When Prometheus is punished by Zeus for stealing fire and giving it to humankind, Prometheus is chained to the face of a steep mountain. Thus, chains represent Prometheus’s imprisonment and physical confinement within Prometheus Bound, but they are also symbolic of Hephaistos, the Greek god of blacksmiths and metalworking. Zeus forces Hephaistos to chain Prometheus to the mountain because Hephaistos is the god of fire and Prometheus has stolen Hephaistos’s “flower,” but Hephaistos is also the blacksmith of the gods. In addition to forging all their weapons and armor, he presumably fashions the strongest “unbreakable” chains as well. Hephaistos has compassion for Prometheus, however, and doesn’t want to bind him, but that choice is not Hephaistos’s to make. As he binds Prometheus to the mountain with his chains, Hephaistos curses his own “skill.” “I hate you,” Hephaistos says of his “handiwork” and ability to forge metal in fire, thereby reflecting his resentment for both the chains and his “flower,” fire.
While chains represent Prometheus’s physical confinement, they represent Hephaistos’s confinement as well. Hephaistos is not physically chained in quite the same way as Prometheus, but he is bound by his chains all the same. Even though Hephaistos doesn’t want to bind Prometheus and feels compassion and sympathy for his plight, he is still forced by his own fear of Zeus’s power to participate in Prometheus’s punishment. Hephaistos isn’t free to act upon his own will, and Aeschylus thus implies that Hephaistos is just as confined as Prometheus is.
Chains Quotes in Prometheus Bound
We have arrived at the far limit of the world.
These are the Scythian mountains, desolate and vast.
Hephaistos, you must carry out the Father’s will
and bind the criminal to this steep looming rock
with chains of adamant, unbreakable.
It was your flower he stole, the bright and dancing fire,
and gave its wonderworking power to mortals.
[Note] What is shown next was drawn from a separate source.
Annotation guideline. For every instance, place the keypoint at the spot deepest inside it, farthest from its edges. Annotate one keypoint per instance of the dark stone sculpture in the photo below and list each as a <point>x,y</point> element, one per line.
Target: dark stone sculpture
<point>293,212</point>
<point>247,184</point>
This is the crime for which he now must pay
the price to all the gods, that he may learn
to love the tyranny of Zeus
and quit his friendship with the human race.
And yet
I can’t accept my lot—
neither in silence, nor in speech:
that I was yoked in chains
for bringing gifts to mortal men.
I hunted out and stole the secret spring
of fire, and hid it in a fennel stalk,
to teach them every art and skill,
with endless benefit. For this offense
I now must pay the penalty: to live
nailed to this rock beneath the open sky.